By 1889, the U.S. output of steel exceeded that of the UK, and Carnegie owned
a large part of it. Carnegie's empire grew to include the J. Edgar Thomson Steel Works,
(named for John Edgar Thomson, Carnegie's former boss and president of the
Pennsylvania Railroad), Pittsburgh Bessemer Steel Works, the Lucy Furnaces, the
Union Iron Mills, the Union Mill (Wilson, Walker & County), the Keystone Bridge Works,
the Hartman Steel Works, the Frick Coke Company, and the Scotia ore mines.
Carnegie, through Keystone, supplied the steel for and owned shares in the landmark
Eads Bridge project across the Mississippi River at St. Louis, Missouri (completed
1874). This project was an important proof-of-concept for steel technology, which
marked the opening of a new steel market.

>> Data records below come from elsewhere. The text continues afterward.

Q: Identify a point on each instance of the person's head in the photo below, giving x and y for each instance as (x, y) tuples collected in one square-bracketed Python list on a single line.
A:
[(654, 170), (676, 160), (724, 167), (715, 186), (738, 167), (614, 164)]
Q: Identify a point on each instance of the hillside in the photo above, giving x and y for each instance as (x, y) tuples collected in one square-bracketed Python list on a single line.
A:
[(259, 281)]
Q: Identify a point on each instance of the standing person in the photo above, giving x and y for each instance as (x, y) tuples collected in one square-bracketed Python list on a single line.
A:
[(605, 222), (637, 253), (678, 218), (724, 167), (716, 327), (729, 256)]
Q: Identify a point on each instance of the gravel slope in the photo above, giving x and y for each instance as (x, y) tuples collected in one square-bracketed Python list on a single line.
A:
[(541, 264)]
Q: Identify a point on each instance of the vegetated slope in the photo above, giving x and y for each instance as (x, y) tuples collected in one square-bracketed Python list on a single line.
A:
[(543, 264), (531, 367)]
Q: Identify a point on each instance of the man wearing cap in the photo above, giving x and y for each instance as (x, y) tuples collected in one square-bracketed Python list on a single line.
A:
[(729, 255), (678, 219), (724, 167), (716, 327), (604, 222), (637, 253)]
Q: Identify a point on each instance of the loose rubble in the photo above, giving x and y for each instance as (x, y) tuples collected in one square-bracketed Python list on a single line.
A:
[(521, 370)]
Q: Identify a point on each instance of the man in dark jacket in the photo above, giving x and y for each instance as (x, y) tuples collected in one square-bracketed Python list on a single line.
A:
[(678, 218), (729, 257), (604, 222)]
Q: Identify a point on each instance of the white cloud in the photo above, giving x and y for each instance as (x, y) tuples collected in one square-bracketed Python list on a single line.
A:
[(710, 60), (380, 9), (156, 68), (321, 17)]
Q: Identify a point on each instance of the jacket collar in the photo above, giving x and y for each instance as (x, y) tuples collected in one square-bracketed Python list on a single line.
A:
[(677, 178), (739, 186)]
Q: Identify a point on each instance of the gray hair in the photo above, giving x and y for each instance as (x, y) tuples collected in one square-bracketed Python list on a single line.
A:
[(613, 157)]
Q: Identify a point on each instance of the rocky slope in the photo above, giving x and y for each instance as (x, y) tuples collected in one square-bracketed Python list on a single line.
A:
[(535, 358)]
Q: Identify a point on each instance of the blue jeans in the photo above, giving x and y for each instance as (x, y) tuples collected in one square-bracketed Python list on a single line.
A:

In 1901, Carnegie was 66 years old and considering retirement. He reformed his
enterprises into conventional joint stock corporations as preparation to this end. John
Pierpont Morgan was a banker and perhaps America's most important financial deal
maker. He had observed how efficiently Carnegie produced profit. He envisioned an
integrated steel industry that would cut costs, lower prices to consumers and raise
wages to workers. To this end, he needed to buy out Carnegie and several other major
producers and integrate them into one company, thereby eliminating duplication and
waste. He concluded negotiations on 2 March 1901, and formed the United States Steel
Corporation. It was the first corporation in the world with a market capitalization in
excess of $1 billion.
Carnegie spent his last years as a philanthropist. From 1901 forward, public
attention was turned from the shrewd business acumen which had enabled Carnegie to
accumulate such a fortune, to the public-spirited way in which he devoted himself to
utilizing it on philanthropic projects. He had written about his views on social subjects
and the responsibilities of great wealth in Triumphant Democracy (1886) and Gospel of
Wealth (1889).
Among his many philanthropic efforts, the establishment of public libraries
throughout the United States, the United Kingdom, and other English-speaking
countries was especially prominent. Carnegie libraries, as they were commonly called,
were built in many places. His method was to build and equip, but only on condition that
the local authority matched that by providing a site and operating maintenance. To
secure local interest, in 1885, he gave $500,000 to Pittsburgh for a public library, and in
1886, he gave $250,000 to Allegheny City for a music hall and library; and $250,000 to
Edinburgh, Scotland, for a free library. In total Carnegie funded some 3,000 libraries,
located in 47 states. Carnegie also built libraries in Canada and overseas in the United
Kingdom including the Republic of Ireland, Australia, New Zealand, the West Indies,
and Fiji. He also donated £50,000 to help set up the University of Birmingham in 1899.
The Broome County Public Library in New York opened in October 1904. Originally
called the Binghamton Public Library, it was created with a gift of $75,000 from Andrew
Carnegie. The building was designed to serve as both a public library and a community
center.
He gave $2 million in 1901 to start the Carnegie Institute of Technology (CIT) at
Pittsburgh, and the same amount in 1902 to found the Carnegie Institution at
Washington, D.C. He later contributed more to these and other schools. CIT is now part
of Carnegie Mellon University. Carnegie served on the Board of Cornell University.
His interest in music led him to fund construction of 7,000 church organs. He built
and owned Carnegie Hall in New York City.